Author:Jörg Schildknecht, Rebecca Dickey, Martin Fink & Lisa Ferris
Language: eng
Format: epub
Publisher: Springer International Publishing, Cham


2 The Meaning of Conflict

It is not the major purpose of this contribution to canvass a complete history of conflict in order to reach a satisfactory description that can be used to comprehensively cover the range of military activity that might eventuate in the South China Sea. Instead, a convenient starting point has been chosen, perhaps arbitrarily, by travelling back 70 years and considering that despite the prohibition contained in the UN Charter11 on States resorting to the threat or use of force in settling their international differences, the reality is that since 1945 there have been numerous occasions throughout the world in which armed conflict has occurred.

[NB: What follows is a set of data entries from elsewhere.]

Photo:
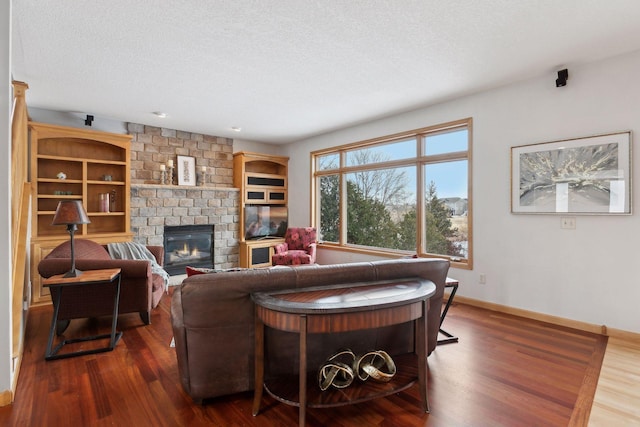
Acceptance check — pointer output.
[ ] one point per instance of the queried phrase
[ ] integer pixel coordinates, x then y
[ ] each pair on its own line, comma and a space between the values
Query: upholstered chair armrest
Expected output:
158, 252
281, 248
312, 252
130, 268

At the time of writing, the International Institute of Strategic Studies Armed Conflict Database reports that there are 42 active conflicts underway throughout the world12 yet none of these conflicts has any significant maritime dimension. It is also noted that post-1945 conflicts have not been restricted to any particular geographical area, and conflicts that have occurred have varied greatly in terms of the characterisation of the conflict as international armed conflict (IAC) or non-international armed conflict (NIAC), the length of conflict and the intensity of the fighting.13 However, by far the vast majority of post-1945 armed conflicts have involved battles between land forces, with relatively few examples of conflict occurring in the maritime environment.

But there should be no misapprehension. There is undoubtedly the potential for conflict to emerge between vessels at sea, and in some post-1945 cases this potential has been realised with consequent loss of life and destruction of vessels.14 Thus, one of the questions raised by this contribution is to ask why, even when tensions have escalated between States since 1945, and even when these tensions have resulted in armed conflict occurring between land (and air) forces, has there not been, in most cases, corresponding major battles among naval forces. Prior to 1945, this was certainly not the case, as the examples of World War II, World War I and the Russo–Japanese War of 1904–1905 demonstrate.